軽量なろうリーダー

作品タイトル不明

好意の輪は広がって

後日、エルンストは休日にアルベルティナを連れて厩舎に向かった。私はついていかなかった。だって、本当に見ていられる気がしないんだもの……!

ハラハラしながら部屋で待ち、こんなにも心配ならいっそ見に行った方がよかったのだろうかと迷い始めたころに、頬を真っ赤に染めたアルベルティナが「おたあまま〜!!」と声を弾ませ帰ってきた。

エルンストに抱き上げられたアルベルティナは興奮して、はしゃいだ声でしきりに「おおましゃねえ! パッカパッカしてねえ!」と繰り返した。私はほっと息を吐いて、「よかったわねえ」とリンゴのような頬を両手で包んだ。

アルベルティナはエルンストの顔を見るたびに「おおましゃ、おおましゃいこ!」とねだるようになった。馬が大好きで子供らしい活発さにあふれているけれど、聞き分けもするようになってきたし、少なくとも池に飛び込んだり生き物を捕まえたり妙なものを口に入れたりはしない。エルンストは心底安堵していた。私もほっとしている。よかった、木を切り倒しそうにはない。

両親と祖母、兄にも、アルベルティナを紹介することができた。こちらに招待して、アルベルティナは人見知りしながらも挨拶ができて。どうしても私の娘というより侯爵家の御息女という意識が強く、少し気後れしているけれど、それでも両親はアルベルティナを小さな可愛い孫娘と思い接してくれている。

私はお茶や料理、ワイン等の目利きを勉強しながら、カルラ様のサロンを訪ねたり、アルベルティナと遊んだりして過ごしている。乗馬の練習も始めた。予想以上に筋力が必要で大変な思いもしたけれど、エルンストに手綱を引いてもらいながら馬を歩かせるのはとても楽しく、勉強のいい気分転換になる。

温かな日々が積み重なっていく。気づけば、ラウテル家に嫁いで二年以上の月日が流れていた。

§

「おかあさま、とりはなんでとぶの?」

庭をてくてくと走り、木の枝に小鳥を見つけたアルベルティナが指をさして素朴な疑問を口にする。

「どうしてかしらねえ、木の実を探すのに便利だからかもしれないわ」

イヤイヤが収まったと思ったら、次はなぜなぜが始まった。アルベルティナは目に入るすべてを不思議がって、なぜ? どうして? と繰り返している。

「……何故」

隣でエルンストが、顎に手をあてて真剣に考え始めた。

「鳥には羽があり、羽ばたいて飛ぶ。
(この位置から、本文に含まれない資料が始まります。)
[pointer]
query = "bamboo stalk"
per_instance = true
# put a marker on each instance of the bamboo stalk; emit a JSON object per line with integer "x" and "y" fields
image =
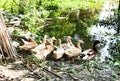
{"x": 6, "y": 46}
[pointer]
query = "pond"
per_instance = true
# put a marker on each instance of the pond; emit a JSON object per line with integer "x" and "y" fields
{"x": 78, "y": 29}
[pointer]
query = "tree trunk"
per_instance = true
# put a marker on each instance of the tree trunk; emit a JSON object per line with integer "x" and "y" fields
{"x": 118, "y": 29}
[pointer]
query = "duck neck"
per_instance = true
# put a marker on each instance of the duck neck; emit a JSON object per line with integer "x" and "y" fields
{"x": 94, "y": 47}
{"x": 59, "y": 42}
{"x": 79, "y": 46}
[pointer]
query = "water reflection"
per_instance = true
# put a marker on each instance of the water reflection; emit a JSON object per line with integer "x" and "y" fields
{"x": 105, "y": 33}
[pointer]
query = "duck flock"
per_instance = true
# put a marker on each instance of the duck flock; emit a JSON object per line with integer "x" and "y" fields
{"x": 66, "y": 49}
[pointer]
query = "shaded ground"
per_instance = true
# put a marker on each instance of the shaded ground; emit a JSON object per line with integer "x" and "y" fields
{"x": 59, "y": 71}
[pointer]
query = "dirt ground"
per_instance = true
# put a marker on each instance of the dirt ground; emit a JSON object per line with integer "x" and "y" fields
{"x": 58, "y": 71}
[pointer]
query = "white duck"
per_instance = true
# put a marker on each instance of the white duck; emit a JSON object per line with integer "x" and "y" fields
{"x": 90, "y": 53}
{"x": 74, "y": 51}
{"x": 59, "y": 52}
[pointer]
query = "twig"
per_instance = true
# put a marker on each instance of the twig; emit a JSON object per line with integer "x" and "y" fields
{"x": 73, "y": 77}
{"x": 53, "y": 73}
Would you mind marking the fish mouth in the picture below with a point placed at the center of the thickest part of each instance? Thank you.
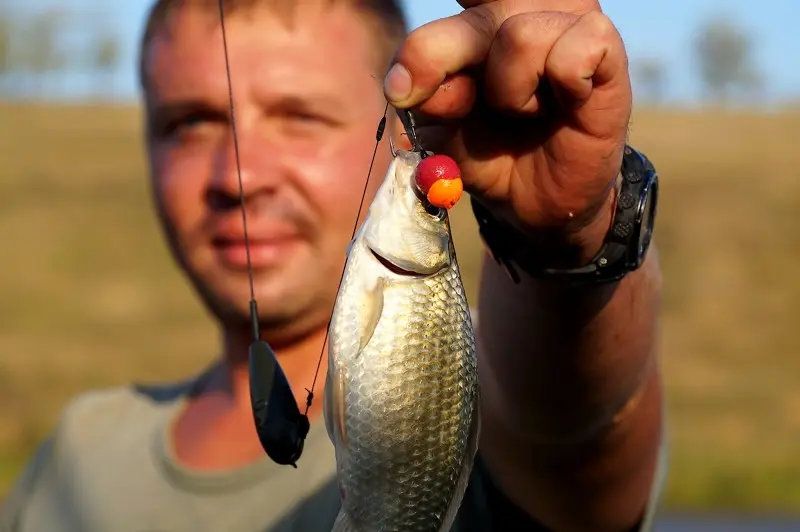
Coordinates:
(394, 268)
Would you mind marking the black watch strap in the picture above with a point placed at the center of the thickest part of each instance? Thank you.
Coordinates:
(621, 251)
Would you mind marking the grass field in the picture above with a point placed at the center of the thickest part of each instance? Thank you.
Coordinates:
(89, 297)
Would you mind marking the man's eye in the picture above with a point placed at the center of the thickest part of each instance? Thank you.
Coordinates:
(188, 125)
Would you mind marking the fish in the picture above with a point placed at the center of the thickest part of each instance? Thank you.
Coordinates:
(401, 398)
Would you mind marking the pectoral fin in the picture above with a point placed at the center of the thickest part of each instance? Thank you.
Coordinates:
(334, 407)
(372, 311)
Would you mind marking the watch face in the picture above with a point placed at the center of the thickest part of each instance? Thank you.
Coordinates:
(648, 218)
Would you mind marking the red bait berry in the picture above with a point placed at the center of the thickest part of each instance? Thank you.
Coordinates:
(439, 179)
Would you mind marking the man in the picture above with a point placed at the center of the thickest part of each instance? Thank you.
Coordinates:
(532, 98)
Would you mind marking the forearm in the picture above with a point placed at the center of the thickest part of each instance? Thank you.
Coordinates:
(572, 395)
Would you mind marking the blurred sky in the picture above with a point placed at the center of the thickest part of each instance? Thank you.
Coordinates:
(662, 29)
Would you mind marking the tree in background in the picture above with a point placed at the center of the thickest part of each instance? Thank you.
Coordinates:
(650, 74)
(724, 58)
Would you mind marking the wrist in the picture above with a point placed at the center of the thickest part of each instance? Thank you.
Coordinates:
(610, 245)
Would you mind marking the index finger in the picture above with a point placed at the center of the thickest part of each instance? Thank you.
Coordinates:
(445, 47)
(437, 50)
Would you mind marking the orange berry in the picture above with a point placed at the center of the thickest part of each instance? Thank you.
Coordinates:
(445, 193)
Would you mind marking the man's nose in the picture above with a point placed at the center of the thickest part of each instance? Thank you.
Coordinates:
(245, 166)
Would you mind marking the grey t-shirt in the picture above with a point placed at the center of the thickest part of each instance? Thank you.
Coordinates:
(107, 468)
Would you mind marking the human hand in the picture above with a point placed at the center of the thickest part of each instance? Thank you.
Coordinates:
(532, 99)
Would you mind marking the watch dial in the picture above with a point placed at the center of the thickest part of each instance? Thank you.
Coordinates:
(648, 214)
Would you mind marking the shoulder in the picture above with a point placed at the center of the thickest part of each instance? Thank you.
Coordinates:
(93, 415)
(91, 423)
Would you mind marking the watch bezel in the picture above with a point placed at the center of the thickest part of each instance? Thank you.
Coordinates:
(623, 250)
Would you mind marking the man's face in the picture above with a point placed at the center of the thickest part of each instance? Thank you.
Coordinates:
(307, 105)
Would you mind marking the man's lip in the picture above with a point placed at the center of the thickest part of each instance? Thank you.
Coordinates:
(259, 253)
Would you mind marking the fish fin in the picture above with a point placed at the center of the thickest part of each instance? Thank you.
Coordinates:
(349, 247)
(420, 244)
(334, 407)
(373, 309)
(342, 523)
(466, 468)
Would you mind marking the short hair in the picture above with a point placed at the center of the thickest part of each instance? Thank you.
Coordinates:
(385, 19)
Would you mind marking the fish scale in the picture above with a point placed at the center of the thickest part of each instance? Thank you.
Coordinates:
(401, 398)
しかしどうやって体を浮かせているのだろう……あの羽だけで? それとも風に乗って? しかし、風に逆らって飛ぶこともあるように思える……」

「もう、エルンストったら!」

私はたまらず吹き出して、エルンストの背中に触れる。

「あなた、この前もアルベルティナに『お空はどうして青いの?』と聞かれて、それでカルラ様のサロンに行ったんでしょう?」

カルラ様のサロンに集まる学者たちを捕まえて、『空はなぜ青い』と聞いて回ったらしい。当然自信を持って答えられる学者はおらず、謎は解明されていない。
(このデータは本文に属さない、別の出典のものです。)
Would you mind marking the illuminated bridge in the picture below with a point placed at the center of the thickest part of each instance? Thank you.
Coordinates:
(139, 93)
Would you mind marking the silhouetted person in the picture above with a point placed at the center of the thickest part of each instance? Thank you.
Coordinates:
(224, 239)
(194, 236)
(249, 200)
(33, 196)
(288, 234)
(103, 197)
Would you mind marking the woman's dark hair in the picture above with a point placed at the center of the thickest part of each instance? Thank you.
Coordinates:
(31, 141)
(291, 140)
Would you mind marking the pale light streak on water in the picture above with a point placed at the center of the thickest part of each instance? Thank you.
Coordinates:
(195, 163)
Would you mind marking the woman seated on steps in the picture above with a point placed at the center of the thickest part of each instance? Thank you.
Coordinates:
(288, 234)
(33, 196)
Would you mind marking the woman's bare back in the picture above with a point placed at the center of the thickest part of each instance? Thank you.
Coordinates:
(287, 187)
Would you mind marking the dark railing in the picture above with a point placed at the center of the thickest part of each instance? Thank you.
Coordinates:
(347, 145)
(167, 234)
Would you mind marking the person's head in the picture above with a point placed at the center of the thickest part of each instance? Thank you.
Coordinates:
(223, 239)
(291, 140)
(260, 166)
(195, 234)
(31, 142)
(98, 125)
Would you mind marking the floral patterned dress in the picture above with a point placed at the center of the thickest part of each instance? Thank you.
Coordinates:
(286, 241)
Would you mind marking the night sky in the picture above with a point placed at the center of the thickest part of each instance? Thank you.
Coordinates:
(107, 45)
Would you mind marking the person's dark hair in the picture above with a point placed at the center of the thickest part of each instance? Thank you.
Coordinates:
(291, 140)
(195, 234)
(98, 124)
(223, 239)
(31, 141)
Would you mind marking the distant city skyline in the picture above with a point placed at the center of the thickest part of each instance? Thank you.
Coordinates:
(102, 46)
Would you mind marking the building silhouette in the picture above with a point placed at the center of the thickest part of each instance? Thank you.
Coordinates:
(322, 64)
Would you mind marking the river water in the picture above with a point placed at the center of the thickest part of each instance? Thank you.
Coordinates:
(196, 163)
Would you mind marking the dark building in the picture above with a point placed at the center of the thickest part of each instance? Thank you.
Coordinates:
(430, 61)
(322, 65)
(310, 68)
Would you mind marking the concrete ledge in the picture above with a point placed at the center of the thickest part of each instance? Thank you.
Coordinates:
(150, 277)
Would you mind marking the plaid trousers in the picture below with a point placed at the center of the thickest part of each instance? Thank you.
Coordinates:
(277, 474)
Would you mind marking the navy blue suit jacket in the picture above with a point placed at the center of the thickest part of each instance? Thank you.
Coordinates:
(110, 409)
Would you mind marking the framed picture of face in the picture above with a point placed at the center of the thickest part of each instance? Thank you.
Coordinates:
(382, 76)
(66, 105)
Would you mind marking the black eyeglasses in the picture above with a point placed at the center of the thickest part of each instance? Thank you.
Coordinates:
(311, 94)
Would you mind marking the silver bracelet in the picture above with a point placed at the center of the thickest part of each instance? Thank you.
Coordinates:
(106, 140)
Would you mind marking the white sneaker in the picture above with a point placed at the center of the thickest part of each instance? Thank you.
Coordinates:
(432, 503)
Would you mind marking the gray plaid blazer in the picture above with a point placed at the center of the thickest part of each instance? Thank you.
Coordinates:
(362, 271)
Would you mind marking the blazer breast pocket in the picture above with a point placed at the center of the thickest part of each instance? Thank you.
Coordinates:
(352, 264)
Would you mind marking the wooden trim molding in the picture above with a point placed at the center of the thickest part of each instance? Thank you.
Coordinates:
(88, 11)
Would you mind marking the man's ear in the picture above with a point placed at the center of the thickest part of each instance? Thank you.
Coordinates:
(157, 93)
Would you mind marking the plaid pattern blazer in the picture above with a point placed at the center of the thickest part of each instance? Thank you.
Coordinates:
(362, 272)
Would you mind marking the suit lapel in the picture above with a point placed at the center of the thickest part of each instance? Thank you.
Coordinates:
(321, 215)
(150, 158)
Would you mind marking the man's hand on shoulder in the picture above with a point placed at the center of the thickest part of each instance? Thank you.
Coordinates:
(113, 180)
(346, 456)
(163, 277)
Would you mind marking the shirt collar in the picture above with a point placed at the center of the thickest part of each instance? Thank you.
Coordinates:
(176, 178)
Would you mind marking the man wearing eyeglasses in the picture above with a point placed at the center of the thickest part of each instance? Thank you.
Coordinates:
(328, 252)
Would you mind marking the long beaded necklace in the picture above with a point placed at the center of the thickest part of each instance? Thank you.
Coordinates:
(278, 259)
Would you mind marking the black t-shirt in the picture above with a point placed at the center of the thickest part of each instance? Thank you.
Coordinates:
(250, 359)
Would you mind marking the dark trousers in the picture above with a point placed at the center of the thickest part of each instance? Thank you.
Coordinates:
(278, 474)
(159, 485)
「聞いたのよ。空気や熱について研究している方のパトロンになったんですって? もう、本当にあなたったら」

まさか幼い子供の素朴な質問にそこまで真摯に向き合うと思わず、つい声を上げて笑ってしまう。私なんて、『きっと神様がお空に青い絵の具を塗ったんだわ』とこたえてしまったのに!
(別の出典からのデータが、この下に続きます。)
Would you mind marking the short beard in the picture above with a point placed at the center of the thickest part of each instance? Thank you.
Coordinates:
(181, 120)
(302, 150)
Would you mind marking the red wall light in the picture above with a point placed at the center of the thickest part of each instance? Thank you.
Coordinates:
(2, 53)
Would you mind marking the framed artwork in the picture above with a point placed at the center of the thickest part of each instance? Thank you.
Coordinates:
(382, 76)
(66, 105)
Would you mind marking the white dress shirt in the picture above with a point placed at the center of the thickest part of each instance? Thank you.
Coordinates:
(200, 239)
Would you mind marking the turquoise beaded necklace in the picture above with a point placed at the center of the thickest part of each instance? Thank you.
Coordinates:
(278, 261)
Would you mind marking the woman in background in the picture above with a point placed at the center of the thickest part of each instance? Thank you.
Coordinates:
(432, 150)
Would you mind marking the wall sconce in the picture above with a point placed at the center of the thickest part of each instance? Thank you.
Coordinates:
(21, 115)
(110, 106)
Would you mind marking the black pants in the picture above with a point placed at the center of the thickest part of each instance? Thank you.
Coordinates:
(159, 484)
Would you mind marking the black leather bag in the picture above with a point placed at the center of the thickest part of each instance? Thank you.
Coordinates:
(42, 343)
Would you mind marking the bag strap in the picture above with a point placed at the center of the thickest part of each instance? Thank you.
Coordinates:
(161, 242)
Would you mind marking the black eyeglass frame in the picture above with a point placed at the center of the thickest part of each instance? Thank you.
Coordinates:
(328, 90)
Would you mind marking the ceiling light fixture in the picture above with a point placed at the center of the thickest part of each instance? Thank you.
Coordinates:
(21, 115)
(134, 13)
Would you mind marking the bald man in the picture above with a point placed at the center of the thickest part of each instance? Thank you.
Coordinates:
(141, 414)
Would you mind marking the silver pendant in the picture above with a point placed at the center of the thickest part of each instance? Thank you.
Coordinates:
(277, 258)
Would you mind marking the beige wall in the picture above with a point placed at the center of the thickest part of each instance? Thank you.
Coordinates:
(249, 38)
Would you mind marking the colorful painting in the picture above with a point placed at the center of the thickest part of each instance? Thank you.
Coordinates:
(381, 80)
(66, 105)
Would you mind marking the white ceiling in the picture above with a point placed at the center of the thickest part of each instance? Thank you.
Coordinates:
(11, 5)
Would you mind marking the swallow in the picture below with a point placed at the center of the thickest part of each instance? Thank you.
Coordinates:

エルンストは「しかし、不確かなことを教えるのはよくないのではないか、と……」なんて困った顔をしている。次は『鳥は何故飛ぶか』を調べさせるのだろうか。大変、アルベルティナが『どうして?』と無邪気に問うたびに、ラウテル家が抱える学者が増えてしまいそう!

笑いがおさまらず声を上げて笑っていると、エルンストが眩しいものを見るように目を細め、そっと話し始めた。

「――私は王太子殿下と親交が深い。幼少の頃から交流があってな」

「はい」

突然の話題に笑いが引っ込んで、私は驚いてエルンストを見上げる。エルンストは優しく笑みを深めた。

「先日、『互いにもう少し分別がついたら、娘同士にも交流を持たせようか』とご提案いただいた」

ハッと、私はアルベルティナに視線を送る。アルベルティナはしゃがみ、興味深そうに何か覗き込んでいて。

「……それは」

「ああ。王太子殿下が、次期国王がアルベルティナをラウテル家の正式な娘だと認めてくださっている」

それは、外に出たアルベルティナを守る盾のひとつ。有難さにくちびるが震える。守ろうとしてくれる人々の好意に目が熱くなる。そして、それを築き与えてくれるのは――

「……ありがとう、エルンスト」

私は潤む瞳で、エルンストに微笑みかけた。